Topical application of AT1 receptor antagonists prevents medial and neointimal proliferation after balloon injury.

Angiotensin II plays an important role in neointima formation after vascular injury. A rat model of carotid artery injury was used i) to investigate the effect of single topical application of angiotensin II subtype 1 (AT1) receptor antagonists (CV11974, DuP753) in suppressing medial proliferation at day 2 and neointimal proliferation at day 14, and ii) to investigate the antiproliferative effects of additional application of L-arginine (a nitric oxide precursor).

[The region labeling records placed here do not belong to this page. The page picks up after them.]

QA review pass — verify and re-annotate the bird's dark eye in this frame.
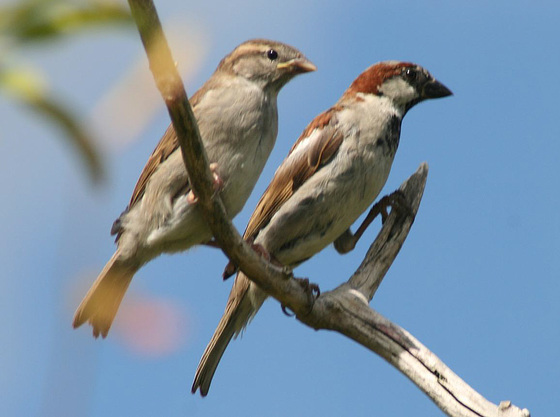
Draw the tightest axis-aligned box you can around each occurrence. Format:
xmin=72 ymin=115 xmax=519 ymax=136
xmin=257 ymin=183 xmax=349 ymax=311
xmin=404 ymin=68 xmax=418 ymax=81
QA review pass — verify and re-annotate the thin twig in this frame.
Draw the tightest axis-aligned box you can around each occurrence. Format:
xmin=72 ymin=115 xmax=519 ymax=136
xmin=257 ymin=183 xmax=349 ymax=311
xmin=129 ymin=0 xmax=529 ymax=417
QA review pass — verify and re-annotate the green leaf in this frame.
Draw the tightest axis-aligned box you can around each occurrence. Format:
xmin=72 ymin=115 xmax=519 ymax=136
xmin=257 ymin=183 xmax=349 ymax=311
xmin=0 ymin=0 xmax=132 ymax=43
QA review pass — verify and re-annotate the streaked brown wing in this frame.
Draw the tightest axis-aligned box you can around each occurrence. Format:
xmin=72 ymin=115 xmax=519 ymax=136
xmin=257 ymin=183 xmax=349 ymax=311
xmin=128 ymin=83 xmax=209 ymax=210
xmin=243 ymin=108 xmax=344 ymax=239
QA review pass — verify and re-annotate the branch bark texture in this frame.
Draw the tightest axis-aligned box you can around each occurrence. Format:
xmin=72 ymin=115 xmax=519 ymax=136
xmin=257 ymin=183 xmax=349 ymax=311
xmin=129 ymin=0 xmax=530 ymax=417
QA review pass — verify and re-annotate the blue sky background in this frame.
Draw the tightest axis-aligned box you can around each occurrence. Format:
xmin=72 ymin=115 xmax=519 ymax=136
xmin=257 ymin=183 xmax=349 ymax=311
xmin=0 ymin=0 xmax=560 ymax=417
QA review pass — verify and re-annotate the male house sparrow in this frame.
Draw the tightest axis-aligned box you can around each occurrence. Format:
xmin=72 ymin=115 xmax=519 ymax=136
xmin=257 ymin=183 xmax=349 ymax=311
xmin=73 ymin=39 xmax=316 ymax=337
xmin=192 ymin=61 xmax=452 ymax=396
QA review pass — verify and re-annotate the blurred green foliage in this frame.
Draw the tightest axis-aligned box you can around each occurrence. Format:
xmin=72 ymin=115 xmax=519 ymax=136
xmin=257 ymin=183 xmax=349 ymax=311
xmin=0 ymin=0 xmax=134 ymax=182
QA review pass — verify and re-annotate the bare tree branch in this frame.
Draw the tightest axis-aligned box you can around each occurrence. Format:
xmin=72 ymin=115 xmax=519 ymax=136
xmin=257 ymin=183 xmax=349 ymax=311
xmin=129 ymin=0 xmax=529 ymax=417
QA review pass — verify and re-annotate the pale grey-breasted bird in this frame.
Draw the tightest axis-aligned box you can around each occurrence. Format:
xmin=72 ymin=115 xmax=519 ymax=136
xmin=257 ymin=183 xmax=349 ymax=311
xmin=73 ymin=39 xmax=316 ymax=337
xmin=192 ymin=61 xmax=452 ymax=396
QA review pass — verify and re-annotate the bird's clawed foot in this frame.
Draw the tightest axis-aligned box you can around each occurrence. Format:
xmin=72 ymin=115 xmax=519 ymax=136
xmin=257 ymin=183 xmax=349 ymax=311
xmin=371 ymin=190 xmax=413 ymax=223
xmin=187 ymin=162 xmax=224 ymax=204
xmin=281 ymin=278 xmax=321 ymax=317
xmin=333 ymin=190 xmax=414 ymax=254
xmin=222 ymin=242 xmax=277 ymax=281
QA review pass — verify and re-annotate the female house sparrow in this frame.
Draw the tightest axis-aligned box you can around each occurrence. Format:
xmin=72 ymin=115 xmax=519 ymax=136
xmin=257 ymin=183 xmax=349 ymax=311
xmin=192 ymin=61 xmax=452 ymax=396
xmin=73 ymin=39 xmax=316 ymax=337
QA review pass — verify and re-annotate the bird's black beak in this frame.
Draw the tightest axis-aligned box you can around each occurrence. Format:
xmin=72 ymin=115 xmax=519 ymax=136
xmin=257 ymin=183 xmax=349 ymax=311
xmin=422 ymin=80 xmax=453 ymax=98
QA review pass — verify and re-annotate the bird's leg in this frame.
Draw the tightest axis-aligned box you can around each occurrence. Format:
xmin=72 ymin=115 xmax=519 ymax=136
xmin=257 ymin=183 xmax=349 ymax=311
xmin=334 ymin=190 xmax=412 ymax=254
xmin=222 ymin=239 xmax=274 ymax=281
xmin=280 ymin=278 xmax=321 ymax=317
xmin=201 ymin=239 xmax=221 ymax=249
xmin=187 ymin=162 xmax=224 ymax=204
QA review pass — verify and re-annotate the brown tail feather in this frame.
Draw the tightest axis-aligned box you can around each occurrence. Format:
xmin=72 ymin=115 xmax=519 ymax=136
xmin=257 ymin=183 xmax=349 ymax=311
xmin=191 ymin=273 xmax=266 ymax=397
xmin=73 ymin=251 xmax=138 ymax=337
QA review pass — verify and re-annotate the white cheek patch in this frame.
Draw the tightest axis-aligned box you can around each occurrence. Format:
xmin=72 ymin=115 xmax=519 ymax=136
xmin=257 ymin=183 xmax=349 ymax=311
xmin=379 ymin=77 xmax=418 ymax=102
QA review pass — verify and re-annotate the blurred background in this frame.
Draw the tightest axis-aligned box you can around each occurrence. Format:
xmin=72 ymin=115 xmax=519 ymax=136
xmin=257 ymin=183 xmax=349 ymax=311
xmin=0 ymin=0 xmax=560 ymax=417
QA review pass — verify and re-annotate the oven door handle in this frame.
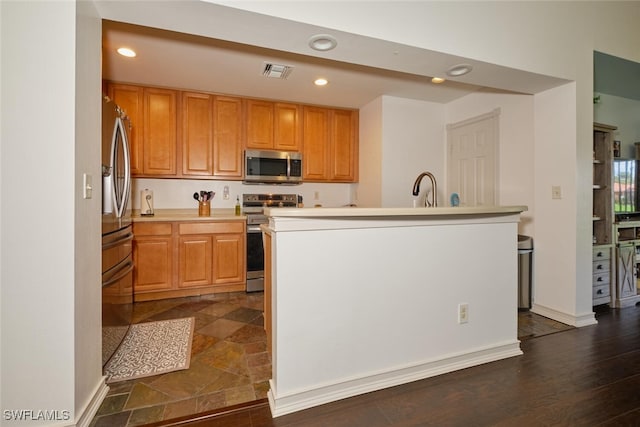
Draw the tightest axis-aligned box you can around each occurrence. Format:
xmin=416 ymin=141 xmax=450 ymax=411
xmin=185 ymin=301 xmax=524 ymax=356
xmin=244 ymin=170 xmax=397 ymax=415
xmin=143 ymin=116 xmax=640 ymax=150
xmin=247 ymin=225 xmax=262 ymax=233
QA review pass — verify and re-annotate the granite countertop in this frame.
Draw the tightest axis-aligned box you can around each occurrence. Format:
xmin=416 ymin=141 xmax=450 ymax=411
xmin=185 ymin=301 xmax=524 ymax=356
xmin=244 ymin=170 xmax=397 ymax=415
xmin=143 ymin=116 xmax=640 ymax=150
xmin=131 ymin=208 xmax=247 ymax=222
xmin=264 ymin=206 xmax=528 ymax=218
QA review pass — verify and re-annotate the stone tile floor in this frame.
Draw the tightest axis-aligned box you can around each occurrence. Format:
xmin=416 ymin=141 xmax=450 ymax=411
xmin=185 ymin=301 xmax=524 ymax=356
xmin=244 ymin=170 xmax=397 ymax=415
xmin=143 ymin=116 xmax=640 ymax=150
xmin=91 ymin=292 xmax=271 ymax=427
xmin=91 ymin=292 xmax=573 ymax=427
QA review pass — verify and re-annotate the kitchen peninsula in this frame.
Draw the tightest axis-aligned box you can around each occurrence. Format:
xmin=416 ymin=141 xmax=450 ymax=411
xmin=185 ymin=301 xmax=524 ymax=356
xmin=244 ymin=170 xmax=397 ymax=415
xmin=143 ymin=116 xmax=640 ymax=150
xmin=132 ymin=209 xmax=247 ymax=301
xmin=263 ymin=206 xmax=527 ymax=416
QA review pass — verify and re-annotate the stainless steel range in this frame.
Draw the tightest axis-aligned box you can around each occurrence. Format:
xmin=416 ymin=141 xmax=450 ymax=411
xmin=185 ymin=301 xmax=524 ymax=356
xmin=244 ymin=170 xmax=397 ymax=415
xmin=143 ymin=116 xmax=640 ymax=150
xmin=242 ymin=194 xmax=298 ymax=292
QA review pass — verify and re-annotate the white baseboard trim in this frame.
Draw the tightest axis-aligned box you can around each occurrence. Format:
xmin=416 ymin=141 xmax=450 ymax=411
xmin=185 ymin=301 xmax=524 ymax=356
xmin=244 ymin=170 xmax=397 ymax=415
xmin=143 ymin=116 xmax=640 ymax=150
xmin=74 ymin=376 xmax=109 ymax=427
xmin=267 ymin=341 xmax=522 ymax=417
xmin=531 ymin=304 xmax=598 ymax=328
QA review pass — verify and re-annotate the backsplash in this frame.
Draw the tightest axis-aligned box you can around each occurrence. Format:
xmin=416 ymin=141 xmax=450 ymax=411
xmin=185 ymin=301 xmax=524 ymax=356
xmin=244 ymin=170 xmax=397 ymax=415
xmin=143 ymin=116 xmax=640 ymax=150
xmin=131 ymin=178 xmax=357 ymax=210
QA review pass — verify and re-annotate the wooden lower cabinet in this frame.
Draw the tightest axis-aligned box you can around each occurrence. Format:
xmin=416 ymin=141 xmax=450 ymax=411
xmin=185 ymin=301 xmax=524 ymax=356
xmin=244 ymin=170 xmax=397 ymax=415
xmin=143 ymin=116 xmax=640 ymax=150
xmin=133 ymin=220 xmax=246 ymax=301
xmin=262 ymin=229 xmax=273 ymax=355
xmin=178 ymin=236 xmax=213 ymax=288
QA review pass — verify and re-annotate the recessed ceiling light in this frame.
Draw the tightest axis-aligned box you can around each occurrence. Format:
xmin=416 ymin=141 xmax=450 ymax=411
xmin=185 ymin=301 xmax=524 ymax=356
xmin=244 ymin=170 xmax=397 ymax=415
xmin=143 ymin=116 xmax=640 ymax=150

Drugs mixed in 25% (W/W) solutions of F127 pluronic gel were applied topically to injured vessels. Early medial proliferation of smooth muscle cells, assessed by the S-bromo-2'-deoxyuridine labelling index, was significantly suppressed by application of CV11974 (5 mg/kg), 7.5% +/- 2.2% vs. 19% +/- 3.9% in the control group. The intima/media ratio following CV11974 (10 mg/kg) or DuP753 (12.5 mg/kg) at day 14 was significantly lower than that in the control group (42% +/- 7%, 43% +/- 14%, and 123% +/- 11%, respectively). Additional application of L-arginine seemed to increase effectiveness, but was not statistically significant. In conclusion, single topical application of AT1 receptor antagonists was effective in suppressing early medial proliferation and neointima formation after balloon injury, suggesting that they may be clinically useful after angioplasty or vascular surgery.